Every day, visitors to the Gregg Museum of Art & Design are able to experience a variety of artwork, such as sculptures and paintings. One of their current exhibits, “All the Possibilities of Sixteen,” features art from North Carolinian artist Vernon Pratt. The exhibit, notable for its large size, encompasses a variety of aspects and meanings.
Pratt is an artist who started his career at Duke University and later transferred to the San Francisco Art Institute. He returned to North Carolina in 1964 to teach drawing and painting as a professor at Duke. During his time there, he also created various pieces of art that show his development from an early figurative-naturalist style to a mature style called “systematic abstraction.” He created these later pieces through the 1970s, using mathematical formulas.
“[The exhibit] represents one phase of the kinds of things he did,” said Roger Manley, the director at the Gregg. “He was a jazz musician, and very interested in all the variety that he can squeeze out of a musical instrument that has a limited number of notes, or all the imagery you can squeeze out of the shades of black and white.”

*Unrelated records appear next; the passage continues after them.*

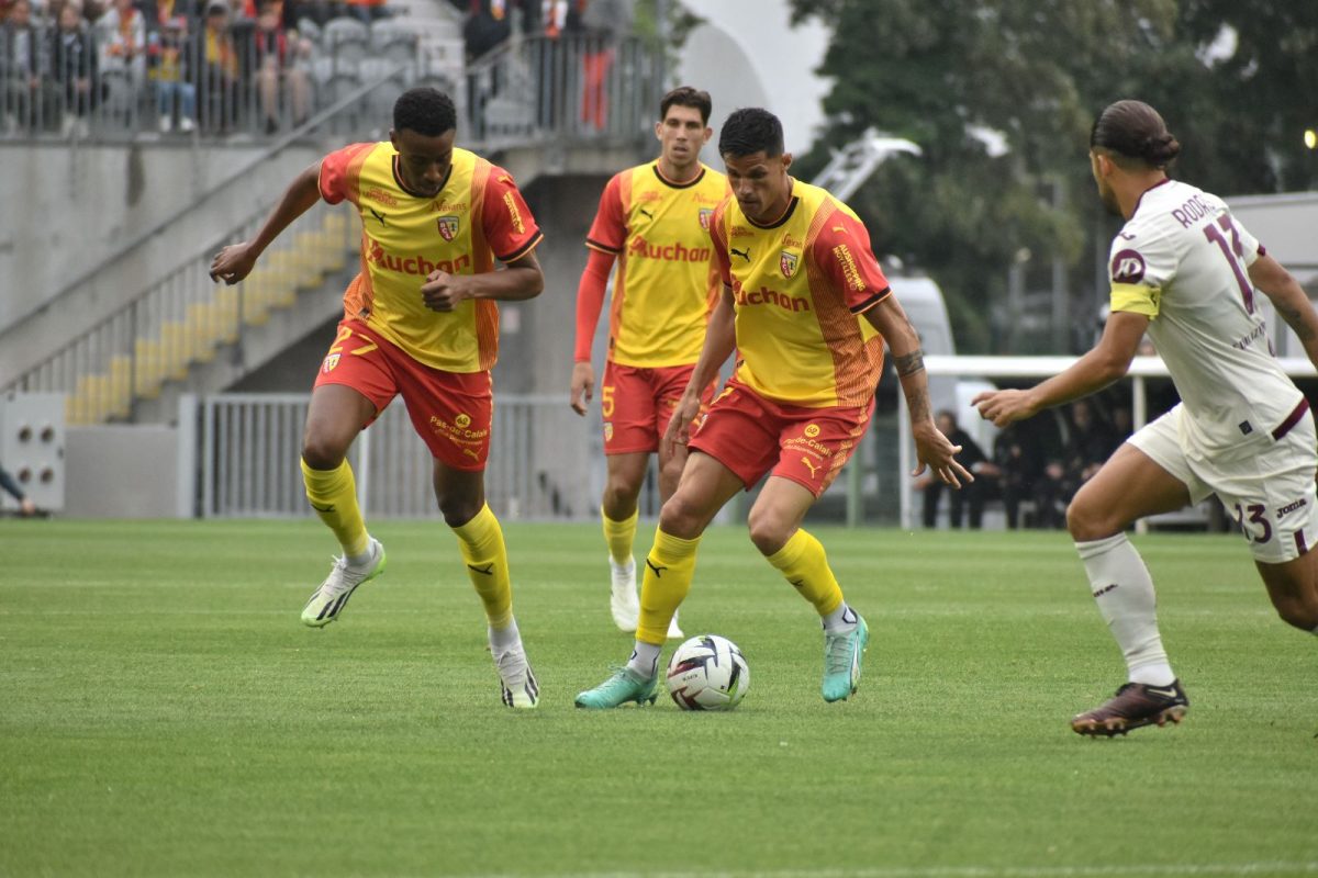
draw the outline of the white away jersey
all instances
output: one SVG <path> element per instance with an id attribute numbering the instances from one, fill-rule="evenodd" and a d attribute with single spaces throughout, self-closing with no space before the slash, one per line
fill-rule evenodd
<path id="1" fill-rule="evenodd" d="M 1215 195 L 1177 180 L 1144 194 L 1112 241 L 1112 311 L 1149 317 L 1185 411 L 1182 444 L 1252 445 L 1304 399 L 1271 350 L 1248 266 L 1264 253 Z"/>

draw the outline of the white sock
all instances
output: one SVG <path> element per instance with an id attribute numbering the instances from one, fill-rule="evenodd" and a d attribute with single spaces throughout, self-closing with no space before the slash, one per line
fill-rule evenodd
<path id="1" fill-rule="evenodd" d="M 1098 611 L 1126 657 L 1132 683 L 1168 686 L 1176 679 L 1157 631 L 1153 579 L 1124 533 L 1077 542 Z"/>
<path id="2" fill-rule="evenodd" d="M 855 611 L 847 607 L 844 600 L 837 606 L 837 609 L 830 612 L 828 616 L 824 616 L 824 631 L 830 634 L 850 634 L 855 631 L 855 623 L 858 620 L 859 616 L 857 616 Z"/>
<path id="3" fill-rule="evenodd" d="M 627 667 L 646 679 L 651 679 L 659 673 L 659 653 L 662 652 L 663 646 L 643 644 L 638 640 L 635 648 L 631 650 L 631 658 L 627 661 Z"/>
<path id="4" fill-rule="evenodd" d="M 522 642 L 522 632 L 517 629 L 517 620 L 509 623 L 507 628 L 486 628 L 490 634 L 490 652 L 498 656 Z"/>

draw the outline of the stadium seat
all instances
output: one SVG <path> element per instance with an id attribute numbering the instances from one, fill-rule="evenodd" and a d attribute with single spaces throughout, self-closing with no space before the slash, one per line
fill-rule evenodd
<path id="1" fill-rule="evenodd" d="M 420 38 L 416 30 L 398 18 L 380 18 L 370 25 L 370 51 L 376 58 L 406 65 L 409 72 L 416 63 Z"/>
<path id="2" fill-rule="evenodd" d="M 138 338 L 133 346 L 133 357 L 137 361 L 133 383 L 134 394 L 145 399 L 156 399 L 161 392 L 165 367 L 161 359 L 161 344 L 154 338 Z"/>
<path id="3" fill-rule="evenodd" d="M 370 32 L 356 18 L 335 18 L 326 24 L 323 45 L 333 58 L 335 72 L 356 72 L 370 54 Z"/>

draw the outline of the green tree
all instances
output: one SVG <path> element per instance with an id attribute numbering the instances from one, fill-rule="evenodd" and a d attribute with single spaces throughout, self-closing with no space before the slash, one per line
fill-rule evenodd
<path id="1" fill-rule="evenodd" d="M 1313 84 L 1301 88 L 1297 80 L 1313 57 L 1318 4 L 792 5 L 797 21 L 817 17 L 834 34 L 820 66 L 834 82 L 824 104 L 829 122 L 803 157 L 803 176 L 826 161 L 828 145 L 869 126 L 920 143 L 920 159 L 886 165 L 853 201 L 874 229 L 876 250 L 913 259 L 944 287 L 962 350 L 1057 350 L 1058 333 L 1023 338 L 1012 325 L 1020 315 L 1004 308 L 1008 269 L 1020 254 L 1033 257 L 1033 288 L 1052 288 L 1046 267 L 1054 259 L 1066 266 L 1069 323 L 1086 328 L 1086 315 L 1106 297 L 1094 265 L 1115 222 L 1093 197 L 1086 151 L 1094 113 L 1112 100 L 1140 97 L 1159 107 L 1185 143 L 1181 170 L 1206 188 L 1256 192 L 1309 179 L 1307 157 L 1298 155 L 1304 126 L 1294 130 L 1293 147 L 1282 130 L 1313 112 Z M 1236 51 L 1214 59 L 1207 46 L 1223 26 L 1238 28 Z M 1286 91 L 1272 96 L 1273 88 Z M 1260 140 L 1272 146 L 1260 149 Z M 1085 332 L 1070 341 L 1089 344 Z"/>

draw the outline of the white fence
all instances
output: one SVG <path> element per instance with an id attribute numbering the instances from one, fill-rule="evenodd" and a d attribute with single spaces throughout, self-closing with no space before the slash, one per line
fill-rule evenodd
<path id="1" fill-rule="evenodd" d="M 956 378 L 1032 378 L 1036 382 L 1065 371 L 1074 363 L 1077 357 L 925 357 L 924 366 L 929 375 L 950 375 Z M 1282 357 L 1278 359 L 1282 370 L 1292 378 L 1313 378 L 1315 374 L 1313 363 L 1307 359 Z M 1127 378 L 1131 382 L 1131 420 L 1133 429 L 1144 426 L 1148 420 L 1148 388 L 1149 378 L 1170 378 L 1166 363 L 1161 357 L 1136 357 L 1131 362 Z M 915 446 L 911 441 L 911 413 L 905 407 L 905 398 L 898 394 L 899 399 L 899 467 L 900 473 L 909 473 L 915 467 Z M 963 419 L 969 420 L 969 419 Z M 912 484 L 908 478 L 899 478 L 902 486 L 902 527 L 915 527 L 915 511 L 912 504 Z M 1141 521 L 1136 528 L 1143 533 L 1145 524 Z"/>

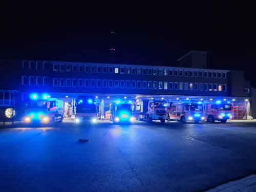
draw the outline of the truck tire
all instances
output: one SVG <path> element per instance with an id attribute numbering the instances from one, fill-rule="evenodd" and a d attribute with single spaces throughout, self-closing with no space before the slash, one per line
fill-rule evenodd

Pratt is an artist that puts a multitude of possibilities into perspective. His work “All the Possibilities of Filling in Sixteenths (65,536)” represents just that – every single way anyone can fill up a square of sixteen parts. The exhibit shows all the possible unique arrangements of black and white tiles in a 4-by-4 area of squares, utilizing a total of 256 canvases that encompass nearly 2000 square feet of wall space. In total, it took over two years to create, and the exhibit was completed by Pratt on Oct. 20, 1982.
“A lot of people can underestimate how many possibilities there are of things like this,” said Anna Chernikov, a third-year studying computer science. “It’s really crazy to see them in person like this. There are almost a million tiny squares.”
The representation of a simple task, such as filling in a 4-by-4 square, is a new form of art that doesn’t present artistic ability, but presents a creative interpretation of art. This particular piece shows that even if you’re doing something as simple as filling up a square, there are so many other ways to achieve that same result.
“In this case, Vernon Pratt intended to create a way of experiencing something close to infinity, by taking a minor example to show something very complicated from something very simple,” Manley said.
“All the Possibilities of Filling in Sixteenths (65,536)” can be a piece that is interpreted in any way imaginable and shows that art itself can have many possibilities of interpretation.
During the viewing of this piece, an original musical composition called “Denominators” by Rich Holly, the executive director of Arts NC State, is played in the same room. This piece represents Holly’s viewpoint on Pratt’s adaptations of jazz music and mathematics.
“I was familiar with Vernon Pratt’s work, which basically falls into two categories, one of which is math and the other is jazz,” Holly said. “So for me, rhythm is very mathematical, so I thought about the mathematics sequencing that went into the painting, then applied that into several segments of the composition. I also thought of Vernon Pratt; besides his painting being in a jazz category, at times he himself was a jazz saxophonist, so I considered jazz elements as well. By combining jazz improvisation and mathematical computations of sequences, that’s how the piece was put together.”
The addition of music to the exhibit gave an extra layer to the experience of viewing it by allowing the audience to use more than just one sense.
“I think involving more senses made it a more complete experience,” Holly said. “To me, it’s like when we’re outdoors in nature; not only that, we are going to see plants and wildlife and sky, but if you pay attention, you will also be hearing the sounds of leaves rustling in the wind, or the squirrels running along the grass, or birds chirping or whatever makes for a visual, and the oral makes for a more complete experience.”
The sheer number of possibilities that Pratt shows in his work represents the variety of combinations possible in a limited space.
“It reminds me of my major,” Chernikov said. “ ‘All the Possibilities of Sixteen’ is like bytes, in honor of all the possibilities of two bytes I guess. It’s amazing because it takes him so long to do this but then code takes a few seconds.”
Just as this piece visualizes the immense number of combinations that can be derived from a singular task, there are a vast number of interpretations that can come from one idea. An idea isn’t just a made-up thought in someone’s head, but a thought that can be interpreted in a monumental number of ways by hundreds of people.
“It’s not just an art piece for art lovers, it’s a kind of art show for people who like to think,” Manley said.
This piece was put up in order to remember Vernon Pratt and all the incredible interpretations of art.
“This artist is a major North Carolina artist who had an unfortunate death in a bicycle accident and never achieved recognition in his own lifetime,” Manley said. “This is certainly his most ambitious piece, and so I felt like we needed to celebrate this largely unknown or underappreciated artist that has never had a major museum exhibition.”
“All the Possibilities of Sixteen” will be exhibited at the Gregg Museum of Art and Design until Feb. 10, 2019, during normal museum hours. Admission to the Gregg is free to the public and is open on all days of the week except Mondays.